Part of me is afraid we’re never going to get another game on Nintendo Switch quite as great as launch title The Legend of Zelda: Breath of the Wild. But that’s only because Nintendo’s open-world reinvention of its staple franchise is so lovely, creative, elegant, exploratory, and just plain magnificent. It’s the best Switch game, the best game of this nebulous generation, and the best Zelda game.
However, Breath of the Wild is also a very different kind of Zelda with its sheer openness and experimentation replacing the crafted bespoke adventures of past games. And there’s something to be said for those old styles of Zelda, too, even if they did begin to wear out their welcome. Fortunately, Zelda has been just so influential that other great games have used those old templates for their jumping off points. And Okami and Minit, two very contrasting takes on what are still ultimately Zelda formulas, have just arrived on Switch now that you’ve surely exhausted all Breath of the Wild has to offer.
Okami on Switch is the HD port that also landed on other modern console a few months ago. It’s got some nifty Switch specific bonuses like touch screen and motion controls (reminiscent of Okamiden on Nintendo DS and the Okami Wii port, respectively). But at its core this is a prettier version of the 2006 Capcom PlayStation 2 classic from the folks who would later start Bayonetta studio Platinum Games.
And Okami is a beautifully, lovingly made new creation painted on top of a blank Zelda canvas. As the wolf sun goddess Amaterasu you venture across ancient Japan ridding the land of the demon curse. Often times this involves typical Zelda action-adventure gameplay like solving environmental puzzles in huge dungeons, interacting with NPCs in the lush overworld, and wailing on enemies in basic but satisfying combat. Even the signature hook of painting with the Celestial Brush to change the real world feels like a particular magical Zelda item. Instead of throwing bombs just draw them.

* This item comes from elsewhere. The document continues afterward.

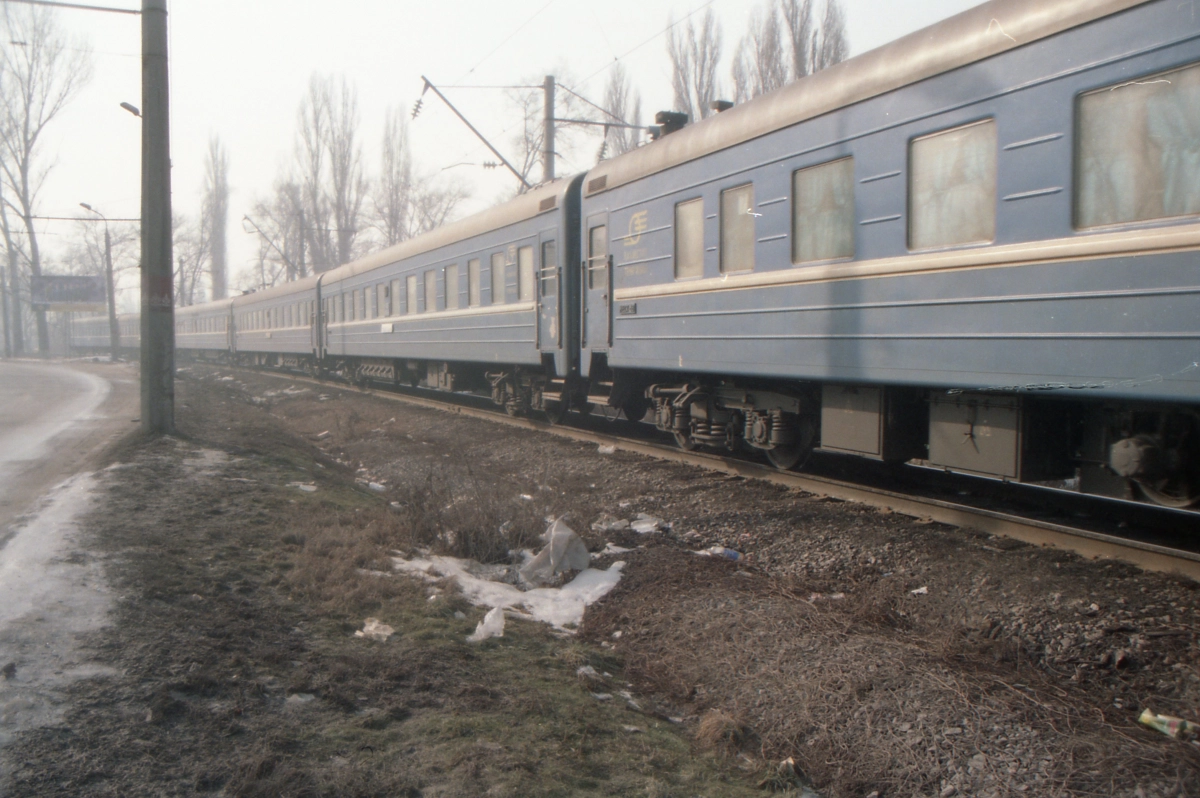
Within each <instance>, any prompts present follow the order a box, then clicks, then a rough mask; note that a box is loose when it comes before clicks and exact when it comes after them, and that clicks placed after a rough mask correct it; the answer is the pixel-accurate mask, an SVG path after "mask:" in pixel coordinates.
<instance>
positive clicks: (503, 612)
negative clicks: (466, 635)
mask: <svg viewBox="0 0 1200 798" xmlns="http://www.w3.org/2000/svg"><path fill="white" fill-rule="evenodd" d="M488 637H504V607H492V608H491V610H488V611H487V614H486V616H484V619H482V620H480V622H479V625H478V626H475V631H474V632H472V634H470V635H468V636H467V640H469V641H470V642H473V643H478V642H479V641H481V640H487V638H488Z"/></svg>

But Okami never feels like a clone if only because of the sheer craft and creativity on display. The living painting Japanese art style is as stunning as anything in The Wind Waker, especially now in HD. If anything the abstract design just makes the world feel that much more real and lived in, like you can see the hand of the old-world artists telling this fairy tale. The lengthy plot itself is a little too chatty and has about three false climaxes. But the themes of renewal and faith adds a warming spiritual element to what would’ve just been a stirring adventure. Playing it portably does even more to blend the epic and the intimate. The ending song “Reset” still gets me.

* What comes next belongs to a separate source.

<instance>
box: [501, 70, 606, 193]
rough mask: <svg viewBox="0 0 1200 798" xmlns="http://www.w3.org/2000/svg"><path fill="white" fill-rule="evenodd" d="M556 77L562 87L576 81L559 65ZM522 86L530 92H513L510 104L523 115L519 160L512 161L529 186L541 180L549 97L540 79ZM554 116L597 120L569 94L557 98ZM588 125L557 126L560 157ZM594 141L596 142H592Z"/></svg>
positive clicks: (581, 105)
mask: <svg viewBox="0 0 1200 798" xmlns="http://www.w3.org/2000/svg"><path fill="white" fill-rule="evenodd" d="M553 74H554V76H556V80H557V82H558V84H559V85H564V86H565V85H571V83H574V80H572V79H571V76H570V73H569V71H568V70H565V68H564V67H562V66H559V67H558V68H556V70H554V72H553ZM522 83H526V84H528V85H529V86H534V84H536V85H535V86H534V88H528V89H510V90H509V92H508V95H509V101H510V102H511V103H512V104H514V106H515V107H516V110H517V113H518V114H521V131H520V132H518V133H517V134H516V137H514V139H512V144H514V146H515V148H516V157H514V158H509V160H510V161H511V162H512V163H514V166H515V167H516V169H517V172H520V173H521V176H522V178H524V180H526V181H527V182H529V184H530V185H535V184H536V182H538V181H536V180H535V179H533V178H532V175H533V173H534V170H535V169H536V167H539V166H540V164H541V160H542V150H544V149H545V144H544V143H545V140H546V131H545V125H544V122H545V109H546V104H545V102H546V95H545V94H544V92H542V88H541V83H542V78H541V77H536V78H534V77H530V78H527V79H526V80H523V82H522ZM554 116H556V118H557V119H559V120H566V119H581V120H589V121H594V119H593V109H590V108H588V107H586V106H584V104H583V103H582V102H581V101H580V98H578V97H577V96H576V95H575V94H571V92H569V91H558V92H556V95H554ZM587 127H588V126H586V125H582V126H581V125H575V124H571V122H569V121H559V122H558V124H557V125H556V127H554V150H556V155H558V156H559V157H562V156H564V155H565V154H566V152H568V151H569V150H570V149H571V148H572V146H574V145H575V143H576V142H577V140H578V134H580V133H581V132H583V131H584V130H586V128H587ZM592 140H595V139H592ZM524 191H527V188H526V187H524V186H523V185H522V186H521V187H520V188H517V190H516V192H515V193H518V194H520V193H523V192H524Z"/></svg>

Okami is definitely a riff on the huge, sprawling 3D Zelda adventure. Ocarina of Time and its direct descendants basically. But that’s not the only valid take on Zelda. Plenty of people first fell in love with the series when it was a modest top-down 2D franchise about exploring caves. Fortunately, tons of indie games are carrying on that tradition as well, and Minit (now on Switch) is one of the most inventive examples.
Minit starts out like an old Zelda, and we mean really old given the monochrome color and basic pixel graphics. It’s got major Link’s Awakening vibes with the modest scope and offbeat humor. But once you get your sword everything gets flipped turned upside down. You see, Minit actually means “minute” as in you only have one minute in the world before you die. And as you can imagine, this changes your entire approach to a game genre known for lengthy, persistent adventures.

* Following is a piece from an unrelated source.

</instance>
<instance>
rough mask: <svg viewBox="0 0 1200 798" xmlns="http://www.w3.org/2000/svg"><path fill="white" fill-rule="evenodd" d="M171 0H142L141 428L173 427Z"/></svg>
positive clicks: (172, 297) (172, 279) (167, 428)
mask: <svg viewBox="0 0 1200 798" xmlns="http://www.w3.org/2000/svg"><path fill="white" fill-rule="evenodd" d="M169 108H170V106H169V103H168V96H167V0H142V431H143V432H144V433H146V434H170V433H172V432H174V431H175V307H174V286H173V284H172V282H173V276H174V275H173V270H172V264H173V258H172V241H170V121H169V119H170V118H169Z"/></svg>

Fortunately, death doesn’t bring progress to a screeching halt, What do you think this is, a roguelike? Items and currency collected carry over. Completed quests stay complete. And as you find new safe houses to respawn in, you can get a head start in that area. But really your progress comes from your increasing understanding on the world, finishing crab puzzles more quickly and finding better routes through snake mazes. One of the most crucial items is a pair of sneakers that just lets you run faster and get more done in those unblinking sixty seconds..
One of the most intimidating parts of Zelda games, even 2D ones, is the sense that you’re lost and don’t know what to do next because there are so many options for where to go next. Minit’s brilliant solution to this is using runs to get players to focus on what you can accomplish in the time frame. You feel good when you succeed and don’t sweat the stuff you have to put off until later anyway. Progress is always in sight and it’s thrilling. Paradoxically, you just have to slow down and take it one minute at a time.
Okami and Minit just add to growing list of great Zelda experiences on Nintendo Switch, which also includes games like Oceanhorn and Blossom Tales. Nothing is taking the crown from Breath of the Wild any time soon, but it is nice to have a big royal family.